Em 2015, quase todos os países adotaram o Acordo de Paris, um tratado que tem como objetivo incentivar ações para limitar o aumento do aquecimento global — isto é, a elevação da temperatura média global em relação aos níveis da era pré-industrial — a menos de 2 ºC, mantendo-o preferencialmente abaixo de 1,5 ºC.
O Painel Intergovernamental sobre Mudanças Climáticas (IPCC) sugere que o aquecimento induzido pelo ser humano está atualmente próximo de 1,31 °C. No entanto, o IPCC não monitora o aquecimento ano a ano, mas compara médias de temperatura calculadas ao longo de décadas, o que faz com que suas estimativas fiquem defasadas em relação às temperaturas atuais. Além disso, o IPCC utiliza a média de temperatura entre 1850 e 1900 como linha de base “pré-industrial”.
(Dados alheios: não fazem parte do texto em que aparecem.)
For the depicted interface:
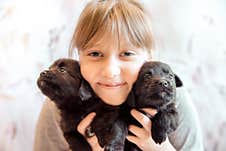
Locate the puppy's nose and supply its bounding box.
[159,79,169,88]
[40,70,49,76]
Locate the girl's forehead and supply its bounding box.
[88,33,135,49]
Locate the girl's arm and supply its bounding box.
[33,100,69,151]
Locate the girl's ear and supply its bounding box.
[174,74,183,87]
[79,80,92,101]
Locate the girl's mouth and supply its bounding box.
[97,82,126,88]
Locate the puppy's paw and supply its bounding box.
[104,144,124,151]
[151,118,167,144]
[151,128,166,144]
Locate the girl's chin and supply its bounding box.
[100,97,126,106]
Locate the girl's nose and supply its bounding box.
[102,57,121,78]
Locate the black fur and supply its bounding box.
[37,59,182,151]
[128,62,182,144]
[37,59,127,151]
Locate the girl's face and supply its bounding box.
[79,37,148,105]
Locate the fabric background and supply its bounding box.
[0,0,226,151]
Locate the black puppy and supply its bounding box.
[37,59,127,151]
[128,62,182,144]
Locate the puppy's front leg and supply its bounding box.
[151,104,178,144]
[104,119,128,151]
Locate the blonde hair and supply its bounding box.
[69,0,153,56]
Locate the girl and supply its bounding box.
[34,0,203,151]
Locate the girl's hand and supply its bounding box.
[127,108,175,151]
[77,112,104,151]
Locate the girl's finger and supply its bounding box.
[126,135,141,145]
[142,108,157,117]
[77,112,96,136]
[131,109,151,132]
[77,112,103,151]
[129,125,147,138]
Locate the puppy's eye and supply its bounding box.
[59,67,66,73]
[169,74,174,79]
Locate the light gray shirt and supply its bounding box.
[33,87,204,151]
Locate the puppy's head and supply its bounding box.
[37,59,82,101]
[134,62,182,108]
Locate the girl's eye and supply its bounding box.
[121,51,135,57]
[59,67,66,73]
[88,51,103,57]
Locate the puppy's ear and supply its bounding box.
[79,80,92,101]
[174,74,183,87]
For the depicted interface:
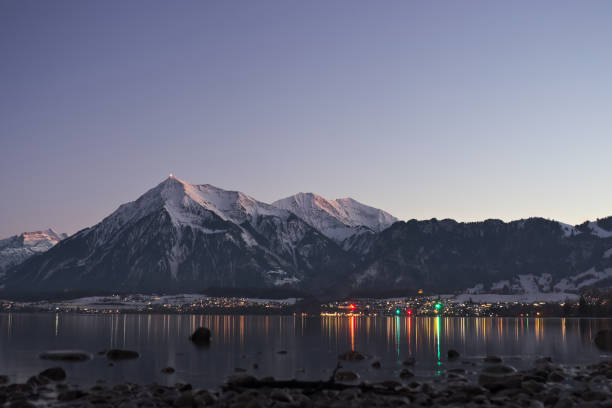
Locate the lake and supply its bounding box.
[0,313,612,388]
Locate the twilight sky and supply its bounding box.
[0,0,612,237]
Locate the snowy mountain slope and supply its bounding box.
[0,229,67,275]
[352,218,612,294]
[6,176,352,292]
[272,193,397,249]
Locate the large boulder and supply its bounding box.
[189,327,212,346]
[38,350,92,361]
[595,329,612,351]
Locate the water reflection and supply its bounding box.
[0,314,612,386]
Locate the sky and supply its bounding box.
[0,0,612,237]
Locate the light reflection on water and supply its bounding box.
[0,313,612,386]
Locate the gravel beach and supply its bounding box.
[0,358,612,408]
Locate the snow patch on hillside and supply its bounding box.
[272,193,397,243]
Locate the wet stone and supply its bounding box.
[446,349,461,360]
[335,370,359,381]
[270,389,293,403]
[399,368,414,380]
[402,357,416,366]
[338,350,366,361]
[38,350,92,361]
[484,356,502,364]
[106,349,140,360]
[189,327,212,345]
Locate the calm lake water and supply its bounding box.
[0,313,612,387]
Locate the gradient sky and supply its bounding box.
[0,0,612,236]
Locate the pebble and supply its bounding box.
[0,362,612,408]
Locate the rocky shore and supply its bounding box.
[0,355,612,408]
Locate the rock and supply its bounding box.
[57,390,87,401]
[536,357,552,365]
[595,329,612,351]
[478,365,521,391]
[335,370,359,381]
[38,350,92,361]
[189,327,212,346]
[402,357,416,366]
[106,349,140,360]
[376,380,402,390]
[7,400,37,408]
[270,388,293,404]
[338,350,366,361]
[38,367,66,381]
[26,375,51,387]
[227,374,257,387]
[484,356,502,364]
[400,368,414,380]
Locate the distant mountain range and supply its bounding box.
[0,229,67,276]
[0,176,612,296]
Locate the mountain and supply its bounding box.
[351,217,612,293]
[4,176,353,292]
[0,229,67,276]
[272,193,397,253]
[0,176,612,295]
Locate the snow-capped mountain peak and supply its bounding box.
[272,193,397,242]
[0,228,67,276]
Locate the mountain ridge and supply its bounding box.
[0,176,612,294]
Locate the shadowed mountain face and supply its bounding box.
[352,218,612,293]
[5,177,352,292]
[0,177,612,294]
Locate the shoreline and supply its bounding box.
[0,357,612,408]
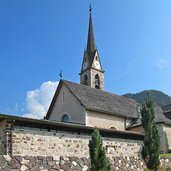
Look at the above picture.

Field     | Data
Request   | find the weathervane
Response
[89,4,92,13]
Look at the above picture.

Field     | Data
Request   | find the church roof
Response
[46,80,138,119]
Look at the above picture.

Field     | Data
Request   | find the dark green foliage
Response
[89,129,110,171]
[124,90,171,107]
[141,96,160,170]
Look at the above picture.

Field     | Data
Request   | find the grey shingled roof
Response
[62,80,138,118]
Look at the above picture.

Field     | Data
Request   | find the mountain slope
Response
[124,90,171,107]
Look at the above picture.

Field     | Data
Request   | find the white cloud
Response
[22,81,59,119]
[154,59,168,69]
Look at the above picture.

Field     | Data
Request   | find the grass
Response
[160,153,171,157]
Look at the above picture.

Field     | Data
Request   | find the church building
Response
[45,9,171,152]
[0,8,171,166]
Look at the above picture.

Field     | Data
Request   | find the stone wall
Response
[0,155,171,171]
[12,128,142,158]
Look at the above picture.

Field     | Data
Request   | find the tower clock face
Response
[94,61,100,69]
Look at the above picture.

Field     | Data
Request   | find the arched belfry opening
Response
[84,74,88,85]
[95,74,100,89]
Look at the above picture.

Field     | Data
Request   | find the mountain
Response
[123,90,171,107]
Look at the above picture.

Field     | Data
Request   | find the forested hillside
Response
[124,90,171,107]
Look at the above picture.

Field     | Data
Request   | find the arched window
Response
[61,114,69,122]
[95,74,100,89]
[84,75,88,85]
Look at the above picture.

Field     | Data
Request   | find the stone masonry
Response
[12,128,142,158]
[0,155,171,171]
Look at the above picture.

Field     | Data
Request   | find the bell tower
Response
[80,6,104,90]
Ocorre que os níveis de dióxido de carbono (CO₂) e as temperaturas já estavam aumentando muito antes de 1850, de modo que a linha de base padrão de 1850-1900 não captura todo o panorama. Isso sugere que as abordagens atuais para estimar as mudanças globais de temperatura — que dependem de modelos climáticos e métodos estatísticos — podem estar subestimando o agravamento do aquecimento induzido pelo ser humano.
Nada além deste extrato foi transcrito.